Research has a branding challenge. Research is becoming learning.
Only a few may be researchers but we are all learners.
Learning is influenced by roles and perspective. e.g. Doctor as Patient brings a whole new perspective.
Research is insight from data.
How do we take research cycles from 17 years to 17 minutes?
Facing a life expectancy of 7 years and unwilling to accept this limit Josh started a foundation to move research forward.
Chordoma Foundation was established to promote collaboration amongst researchers.
Gone from a handful of researchers to 170 across the world.
Licensed cell lines to 30 labs around the world from a lab in Germany.

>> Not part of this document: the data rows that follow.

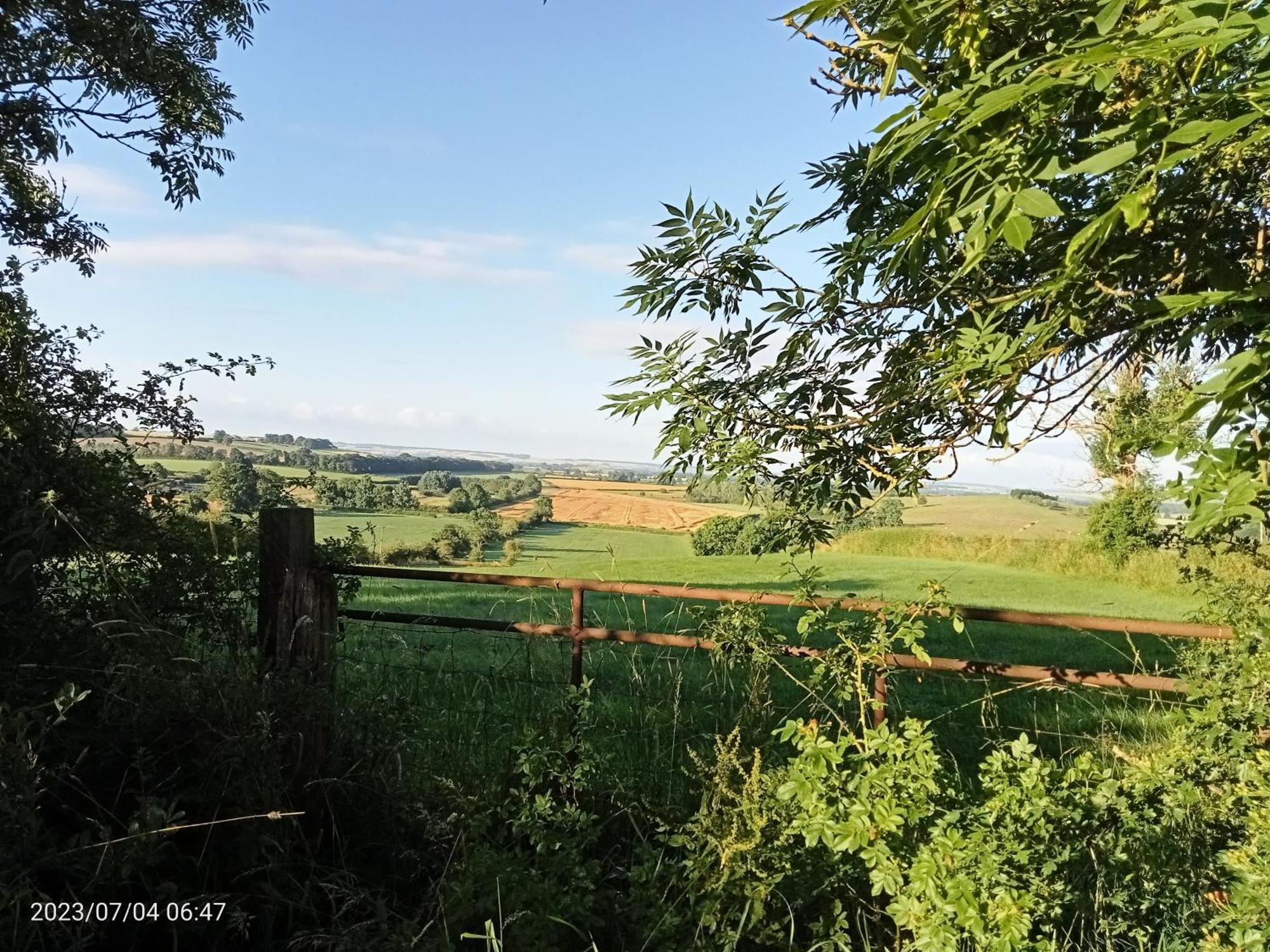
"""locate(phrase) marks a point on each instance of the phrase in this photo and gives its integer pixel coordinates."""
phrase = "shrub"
(1033, 496)
(459, 501)
(453, 543)
(717, 536)
(741, 535)
(411, 555)
(886, 515)
(1126, 522)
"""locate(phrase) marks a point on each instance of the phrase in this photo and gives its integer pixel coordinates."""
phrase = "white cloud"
(330, 255)
(612, 260)
(92, 188)
(618, 336)
(356, 413)
(420, 420)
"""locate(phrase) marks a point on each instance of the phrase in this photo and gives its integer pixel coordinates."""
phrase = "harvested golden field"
(995, 516)
(592, 505)
(554, 484)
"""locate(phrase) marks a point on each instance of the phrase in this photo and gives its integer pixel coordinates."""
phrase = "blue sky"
(431, 208)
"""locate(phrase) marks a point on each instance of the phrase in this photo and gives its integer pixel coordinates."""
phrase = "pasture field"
(652, 704)
(196, 466)
(994, 516)
(636, 505)
(389, 529)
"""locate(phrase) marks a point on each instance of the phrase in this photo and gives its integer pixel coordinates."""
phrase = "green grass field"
(477, 689)
(994, 515)
(389, 529)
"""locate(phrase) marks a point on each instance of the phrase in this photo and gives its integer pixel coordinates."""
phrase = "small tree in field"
(543, 510)
(438, 483)
(479, 496)
(272, 491)
(459, 501)
(234, 484)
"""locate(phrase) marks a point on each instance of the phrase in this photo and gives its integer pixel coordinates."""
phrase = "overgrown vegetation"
(147, 758)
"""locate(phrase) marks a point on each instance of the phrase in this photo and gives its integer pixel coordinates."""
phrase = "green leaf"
(1018, 232)
(1037, 204)
(1108, 17)
(1106, 161)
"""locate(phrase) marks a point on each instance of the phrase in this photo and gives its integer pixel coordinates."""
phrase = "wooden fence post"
(576, 667)
(297, 624)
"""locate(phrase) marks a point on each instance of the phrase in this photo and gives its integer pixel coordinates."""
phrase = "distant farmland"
(636, 505)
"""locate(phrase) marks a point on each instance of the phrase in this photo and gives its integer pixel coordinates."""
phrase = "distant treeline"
(481, 494)
(1033, 496)
(713, 492)
(364, 494)
(307, 442)
(407, 463)
(485, 526)
(754, 535)
(184, 451)
(304, 458)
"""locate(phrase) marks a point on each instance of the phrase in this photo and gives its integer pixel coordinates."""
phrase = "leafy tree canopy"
(1061, 190)
(140, 74)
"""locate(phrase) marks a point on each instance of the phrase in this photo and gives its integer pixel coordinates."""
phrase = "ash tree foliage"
(1140, 409)
(1059, 192)
(138, 74)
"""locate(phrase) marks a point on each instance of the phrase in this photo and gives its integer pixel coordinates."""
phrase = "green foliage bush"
(459, 501)
(411, 555)
(742, 535)
(1126, 522)
(888, 513)
(364, 493)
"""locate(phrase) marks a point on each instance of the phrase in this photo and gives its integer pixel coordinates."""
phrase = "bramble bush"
(1126, 522)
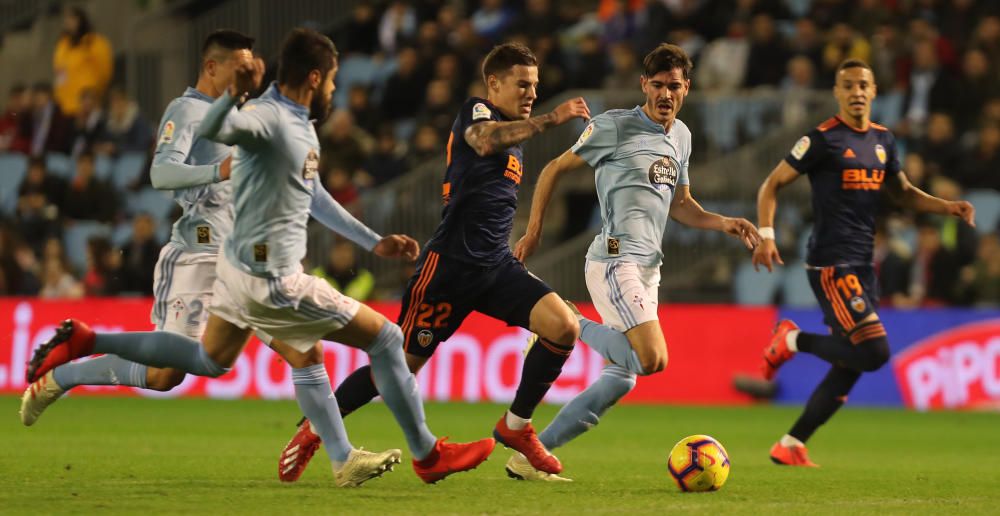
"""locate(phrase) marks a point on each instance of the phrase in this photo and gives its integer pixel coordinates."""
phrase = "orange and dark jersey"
(479, 193)
(848, 169)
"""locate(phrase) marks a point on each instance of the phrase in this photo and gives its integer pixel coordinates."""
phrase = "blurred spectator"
(38, 204)
(51, 130)
(439, 110)
(139, 256)
(398, 24)
(15, 124)
(82, 60)
(126, 129)
(404, 91)
(360, 34)
(342, 272)
(490, 20)
(768, 58)
(89, 198)
(339, 182)
(723, 63)
(344, 144)
(104, 275)
(89, 122)
(625, 70)
(386, 162)
(979, 284)
(58, 283)
(981, 166)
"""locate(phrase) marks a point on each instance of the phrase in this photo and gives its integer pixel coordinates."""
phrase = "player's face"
(322, 102)
(855, 90)
(222, 66)
(515, 91)
(665, 94)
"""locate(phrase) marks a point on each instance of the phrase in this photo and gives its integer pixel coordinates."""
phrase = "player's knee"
(164, 380)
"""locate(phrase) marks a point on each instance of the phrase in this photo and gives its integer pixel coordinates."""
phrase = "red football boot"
(73, 339)
(791, 456)
(448, 458)
(298, 452)
(526, 441)
(777, 353)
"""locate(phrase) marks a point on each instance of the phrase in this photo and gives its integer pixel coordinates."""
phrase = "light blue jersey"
(189, 166)
(638, 169)
(275, 178)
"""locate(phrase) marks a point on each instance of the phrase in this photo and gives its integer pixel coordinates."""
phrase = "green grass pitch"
(127, 455)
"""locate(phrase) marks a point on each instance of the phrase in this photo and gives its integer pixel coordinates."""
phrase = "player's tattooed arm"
(492, 137)
(906, 193)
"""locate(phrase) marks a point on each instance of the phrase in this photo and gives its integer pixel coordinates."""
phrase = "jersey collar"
(274, 93)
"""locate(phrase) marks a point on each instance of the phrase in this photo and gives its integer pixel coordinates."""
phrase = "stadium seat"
(75, 240)
(987, 203)
(59, 165)
(13, 168)
(151, 201)
(128, 168)
(756, 287)
(795, 289)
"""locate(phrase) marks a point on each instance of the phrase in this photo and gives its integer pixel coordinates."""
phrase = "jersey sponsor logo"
(167, 135)
(880, 154)
(310, 169)
(481, 112)
(424, 338)
(614, 246)
(514, 169)
(586, 134)
(863, 179)
(801, 147)
(663, 173)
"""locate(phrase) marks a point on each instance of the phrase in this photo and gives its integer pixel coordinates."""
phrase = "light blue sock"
(585, 410)
(398, 388)
(160, 349)
(611, 344)
(106, 370)
(317, 402)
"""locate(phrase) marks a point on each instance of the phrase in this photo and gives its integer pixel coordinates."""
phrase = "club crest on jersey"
(310, 169)
(801, 147)
(167, 136)
(880, 153)
(663, 173)
(481, 112)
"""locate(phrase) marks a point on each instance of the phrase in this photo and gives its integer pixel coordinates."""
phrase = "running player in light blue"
(641, 158)
(261, 283)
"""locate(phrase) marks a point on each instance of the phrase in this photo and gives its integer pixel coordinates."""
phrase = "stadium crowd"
(406, 66)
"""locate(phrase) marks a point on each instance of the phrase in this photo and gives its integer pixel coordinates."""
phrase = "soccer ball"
(698, 463)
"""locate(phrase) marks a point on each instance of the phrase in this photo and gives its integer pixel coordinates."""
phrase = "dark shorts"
(443, 291)
(847, 294)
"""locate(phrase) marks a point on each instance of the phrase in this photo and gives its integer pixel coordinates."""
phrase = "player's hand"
(526, 246)
(397, 246)
(766, 254)
(742, 229)
(247, 77)
(572, 108)
(226, 168)
(963, 210)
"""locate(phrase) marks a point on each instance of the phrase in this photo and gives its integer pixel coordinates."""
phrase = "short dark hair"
(303, 51)
(505, 56)
(853, 63)
(228, 39)
(664, 58)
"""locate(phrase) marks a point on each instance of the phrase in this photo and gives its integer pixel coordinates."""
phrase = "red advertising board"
(957, 368)
(482, 362)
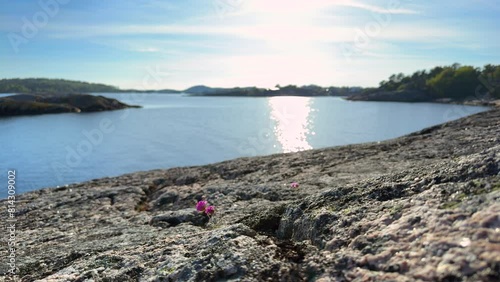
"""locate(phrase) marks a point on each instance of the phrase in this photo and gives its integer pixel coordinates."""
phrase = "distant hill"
(202, 89)
(52, 86)
(289, 90)
(26, 104)
(42, 86)
(458, 83)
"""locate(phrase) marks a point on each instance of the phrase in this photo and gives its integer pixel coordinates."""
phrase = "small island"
(30, 104)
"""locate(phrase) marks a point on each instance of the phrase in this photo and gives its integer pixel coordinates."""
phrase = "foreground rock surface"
(423, 207)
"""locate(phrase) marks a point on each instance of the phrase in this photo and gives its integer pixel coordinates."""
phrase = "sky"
(157, 44)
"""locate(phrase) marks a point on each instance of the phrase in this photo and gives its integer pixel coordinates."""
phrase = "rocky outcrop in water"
(26, 104)
(424, 207)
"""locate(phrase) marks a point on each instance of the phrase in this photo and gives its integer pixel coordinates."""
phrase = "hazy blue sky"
(242, 42)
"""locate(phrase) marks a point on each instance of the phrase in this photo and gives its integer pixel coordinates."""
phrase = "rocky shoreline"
(423, 207)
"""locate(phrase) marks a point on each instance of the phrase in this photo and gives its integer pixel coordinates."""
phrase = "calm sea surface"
(178, 130)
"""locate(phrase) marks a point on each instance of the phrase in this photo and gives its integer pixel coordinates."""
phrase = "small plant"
(202, 206)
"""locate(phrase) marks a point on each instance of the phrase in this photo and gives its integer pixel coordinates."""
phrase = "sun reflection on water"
(292, 122)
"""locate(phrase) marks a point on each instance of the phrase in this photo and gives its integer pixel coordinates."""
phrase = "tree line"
(51, 86)
(455, 81)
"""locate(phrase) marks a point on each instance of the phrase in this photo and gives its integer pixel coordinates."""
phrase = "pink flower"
(210, 210)
(201, 205)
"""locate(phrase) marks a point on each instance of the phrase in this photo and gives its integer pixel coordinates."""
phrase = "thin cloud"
(376, 9)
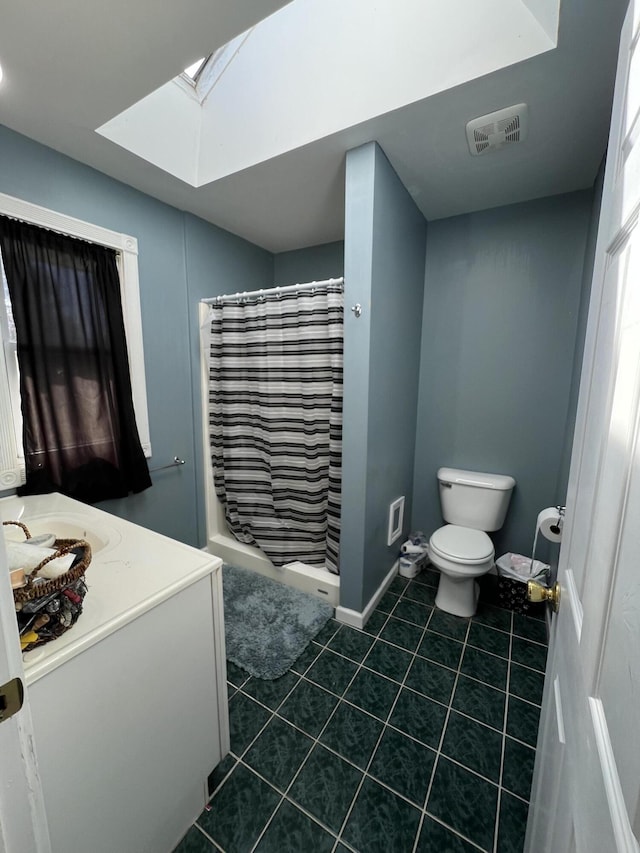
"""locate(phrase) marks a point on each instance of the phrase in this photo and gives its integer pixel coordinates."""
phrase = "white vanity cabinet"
(129, 706)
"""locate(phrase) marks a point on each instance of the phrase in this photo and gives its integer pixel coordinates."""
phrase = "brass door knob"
(536, 593)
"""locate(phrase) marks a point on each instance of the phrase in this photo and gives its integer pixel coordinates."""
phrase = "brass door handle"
(11, 698)
(536, 593)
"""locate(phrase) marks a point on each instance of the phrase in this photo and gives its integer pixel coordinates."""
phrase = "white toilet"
(472, 503)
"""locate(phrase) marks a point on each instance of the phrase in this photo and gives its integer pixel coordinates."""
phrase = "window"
(11, 457)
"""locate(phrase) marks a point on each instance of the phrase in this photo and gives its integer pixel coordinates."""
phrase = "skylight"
(194, 70)
(296, 77)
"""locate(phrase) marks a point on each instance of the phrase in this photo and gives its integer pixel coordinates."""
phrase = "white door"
(586, 793)
(23, 825)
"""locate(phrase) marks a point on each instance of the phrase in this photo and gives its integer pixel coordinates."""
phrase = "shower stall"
(271, 378)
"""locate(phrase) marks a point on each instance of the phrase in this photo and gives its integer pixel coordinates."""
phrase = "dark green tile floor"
(415, 735)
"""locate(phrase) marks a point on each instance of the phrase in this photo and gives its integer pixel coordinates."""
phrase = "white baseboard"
(357, 619)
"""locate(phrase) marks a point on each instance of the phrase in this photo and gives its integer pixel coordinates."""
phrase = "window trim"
(12, 469)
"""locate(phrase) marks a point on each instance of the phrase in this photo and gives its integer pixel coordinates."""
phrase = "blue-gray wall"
(501, 311)
(384, 271)
(180, 259)
(312, 264)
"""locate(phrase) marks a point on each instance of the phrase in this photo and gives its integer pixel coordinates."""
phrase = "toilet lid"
(462, 543)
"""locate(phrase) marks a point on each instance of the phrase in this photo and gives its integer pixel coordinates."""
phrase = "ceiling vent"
(495, 130)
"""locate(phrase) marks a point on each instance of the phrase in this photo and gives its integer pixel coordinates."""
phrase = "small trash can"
(514, 573)
(413, 555)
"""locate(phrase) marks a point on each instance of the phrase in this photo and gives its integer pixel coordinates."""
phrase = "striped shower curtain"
(275, 420)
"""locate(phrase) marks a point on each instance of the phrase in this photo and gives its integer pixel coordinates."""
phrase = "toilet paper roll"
(549, 524)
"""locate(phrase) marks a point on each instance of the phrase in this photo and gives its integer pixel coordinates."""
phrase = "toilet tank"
(473, 499)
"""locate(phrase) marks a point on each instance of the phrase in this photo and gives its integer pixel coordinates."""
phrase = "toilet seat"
(462, 545)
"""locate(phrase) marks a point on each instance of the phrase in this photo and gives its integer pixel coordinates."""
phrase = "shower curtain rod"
(288, 288)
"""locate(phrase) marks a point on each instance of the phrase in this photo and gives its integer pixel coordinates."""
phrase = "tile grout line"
(381, 735)
(273, 714)
(441, 742)
(316, 740)
(496, 830)
(375, 637)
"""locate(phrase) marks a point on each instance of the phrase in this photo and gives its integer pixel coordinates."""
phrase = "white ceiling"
(75, 65)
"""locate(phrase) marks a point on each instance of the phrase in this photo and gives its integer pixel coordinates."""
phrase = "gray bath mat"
(267, 624)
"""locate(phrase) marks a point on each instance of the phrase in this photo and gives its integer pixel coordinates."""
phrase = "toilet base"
(458, 596)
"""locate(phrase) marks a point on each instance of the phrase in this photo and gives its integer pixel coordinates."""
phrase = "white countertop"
(132, 570)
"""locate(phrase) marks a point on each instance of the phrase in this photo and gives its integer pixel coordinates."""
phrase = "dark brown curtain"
(80, 436)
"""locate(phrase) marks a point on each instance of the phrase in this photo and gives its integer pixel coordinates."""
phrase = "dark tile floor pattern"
(414, 735)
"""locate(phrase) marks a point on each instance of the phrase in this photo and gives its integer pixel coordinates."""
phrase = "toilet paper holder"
(561, 511)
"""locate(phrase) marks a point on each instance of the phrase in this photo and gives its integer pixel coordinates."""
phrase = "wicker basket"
(46, 609)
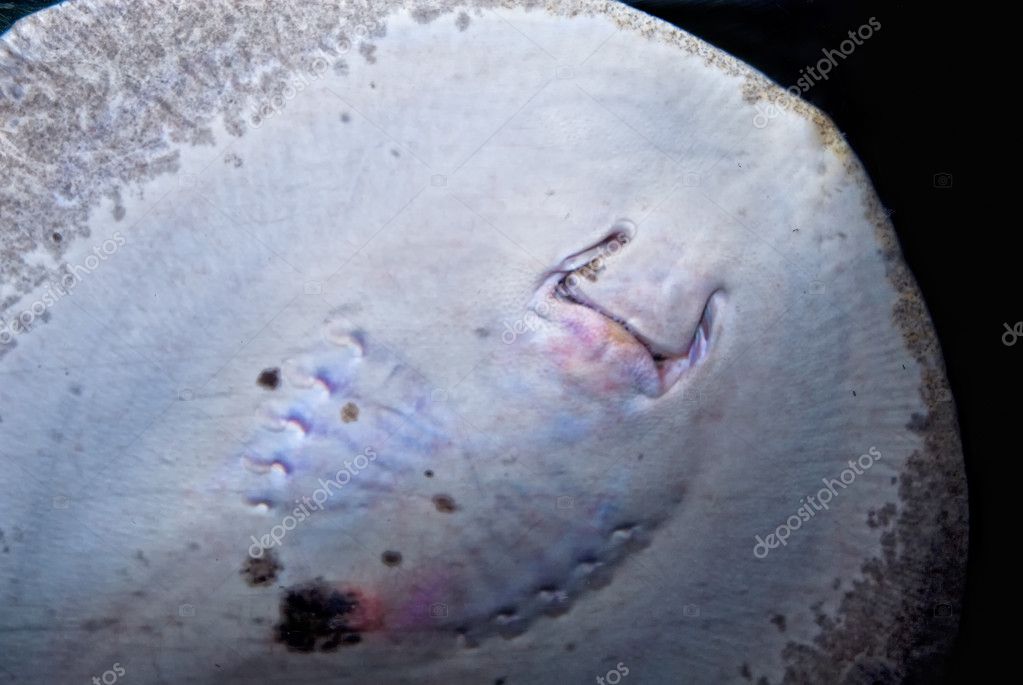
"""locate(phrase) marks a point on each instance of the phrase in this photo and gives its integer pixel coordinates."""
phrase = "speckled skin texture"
(264, 248)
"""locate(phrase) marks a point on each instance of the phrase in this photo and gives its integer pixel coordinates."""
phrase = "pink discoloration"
(597, 353)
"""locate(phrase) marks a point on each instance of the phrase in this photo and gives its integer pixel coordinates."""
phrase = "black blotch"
(313, 615)
(93, 625)
(444, 503)
(262, 571)
(269, 378)
(350, 412)
(918, 422)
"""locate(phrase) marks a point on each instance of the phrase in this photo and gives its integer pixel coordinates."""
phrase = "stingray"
(452, 343)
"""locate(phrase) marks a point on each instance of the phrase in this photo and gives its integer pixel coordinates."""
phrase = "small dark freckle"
(444, 503)
(269, 378)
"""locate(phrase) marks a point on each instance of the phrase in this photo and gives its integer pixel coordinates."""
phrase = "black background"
(917, 100)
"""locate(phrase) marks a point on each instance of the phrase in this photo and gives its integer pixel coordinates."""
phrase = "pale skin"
(595, 481)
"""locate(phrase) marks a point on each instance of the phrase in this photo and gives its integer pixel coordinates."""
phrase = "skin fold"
(491, 344)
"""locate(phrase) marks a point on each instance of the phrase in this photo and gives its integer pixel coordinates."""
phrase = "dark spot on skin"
(350, 412)
(269, 378)
(315, 615)
(444, 503)
(262, 571)
(93, 625)
(918, 422)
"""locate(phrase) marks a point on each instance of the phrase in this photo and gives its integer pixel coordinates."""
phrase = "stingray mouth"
(654, 368)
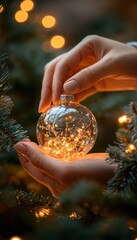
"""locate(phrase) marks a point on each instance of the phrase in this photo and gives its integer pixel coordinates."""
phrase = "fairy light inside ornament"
(67, 131)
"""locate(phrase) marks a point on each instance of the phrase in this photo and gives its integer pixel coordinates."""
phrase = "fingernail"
(20, 147)
(71, 86)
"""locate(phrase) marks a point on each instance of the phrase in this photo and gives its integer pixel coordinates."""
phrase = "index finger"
(72, 59)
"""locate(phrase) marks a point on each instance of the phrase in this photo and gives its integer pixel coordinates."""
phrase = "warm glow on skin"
(123, 119)
(21, 16)
(130, 148)
(57, 41)
(27, 5)
(15, 238)
(1, 8)
(48, 21)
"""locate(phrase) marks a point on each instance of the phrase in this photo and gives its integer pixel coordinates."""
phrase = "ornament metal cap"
(67, 97)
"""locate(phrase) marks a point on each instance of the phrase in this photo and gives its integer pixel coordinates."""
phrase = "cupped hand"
(96, 64)
(58, 175)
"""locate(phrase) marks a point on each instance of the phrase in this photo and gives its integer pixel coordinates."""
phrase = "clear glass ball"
(67, 131)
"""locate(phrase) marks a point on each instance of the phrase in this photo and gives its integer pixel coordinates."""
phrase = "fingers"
(89, 77)
(46, 91)
(52, 167)
(54, 187)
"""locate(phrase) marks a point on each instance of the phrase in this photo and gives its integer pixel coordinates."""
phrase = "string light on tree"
(15, 238)
(27, 5)
(43, 212)
(48, 21)
(1, 8)
(67, 131)
(21, 16)
(57, 41)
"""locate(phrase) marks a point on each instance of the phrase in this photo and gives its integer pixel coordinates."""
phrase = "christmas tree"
(28, 211)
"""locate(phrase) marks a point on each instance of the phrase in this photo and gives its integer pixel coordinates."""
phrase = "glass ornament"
(67, 131)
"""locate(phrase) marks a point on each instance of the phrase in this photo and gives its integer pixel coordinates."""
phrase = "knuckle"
(46, 67)
(92, 38)
(65, 175)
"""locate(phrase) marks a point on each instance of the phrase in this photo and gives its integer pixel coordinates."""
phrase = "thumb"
(89, 76)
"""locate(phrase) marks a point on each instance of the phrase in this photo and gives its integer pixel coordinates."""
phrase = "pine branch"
(10, 131)
(124, 154)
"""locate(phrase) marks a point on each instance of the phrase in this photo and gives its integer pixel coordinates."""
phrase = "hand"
(96, 64)
(58, 175)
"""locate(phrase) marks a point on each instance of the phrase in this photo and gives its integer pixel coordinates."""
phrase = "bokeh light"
(21, 16)
(48, 21)
(57, 41)
(15, 238)
(27, 5)
(1, 8)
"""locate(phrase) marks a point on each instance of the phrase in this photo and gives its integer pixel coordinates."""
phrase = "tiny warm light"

This is jump starting research.
2,000 patients with the disease. No one hospital sees a large number of patients. This doesn’t give critical mass in one place. The foundation helps to address this.
Access to funding
Access to raw materials
Access to Tools for collaboration
Just held the 3rd annual Chordoma conference. Sparks of enlightenment flew when different experts collaborated. [Ed: this is why http://healthca.mp is so important – the diversity of experience and perspectives]
Peer review process. 1-3 year delay due to submission and distribution process.
Patient Conference: two parallel workshops – 1 for researchers and 1 for patients and their families. Then get them to overlap.
On a campaign to get 1M women to contribute to Cancer Research
47,000 women die of Breast Cancer. Same as 20 years ago.
We need to move from cure to identify and eradicate the cause.
350,000 Women have joined (80% don’t have breast cancer)
Email blasts to this army. Dis-intermediate the medical industry. They don’t do research well. They get in the way.
Biggest complaint is that there is not enough research.
$1,500 to perform a study. Not typically clinical trials.
Starting to expand beyond Breast Cancer to other diseases.
Cancer Commons – a platform for collaboration.
Large clinical trials are deeply flawed.
Many cancers may be genomically unique.
Population death rates 5% drop in 60 years.
Cancer Commons is open source, real time research.
600,000 Americans die of cancer each year.
Personalized Medicine = Genomically informed Medicine = Medical Research with a unit of 1 = What a doctor practices with his patients every day.
(And a great participant in HealthCamp – http://healthca.mp )
ACCOR is the oldest listserv for cancer in the world.
ACCOR is partnering with 23andMe to give Cancer patients access to genomic information.
Even small incremental improvements (through initiatives like Cancer Commons) have big impacts.
ACCOR helped Novartis speed up drug approval by 2.5 years. First year sales of $1B means the time saving had an enormous impact.
Clinicians sometimes push back against guidelines because it implies a de-personalization of medicine.
We are on the cusp of personalized medicine.
[Ed: The patient’s data needs to be incorporated in to the data on which decisions are based.]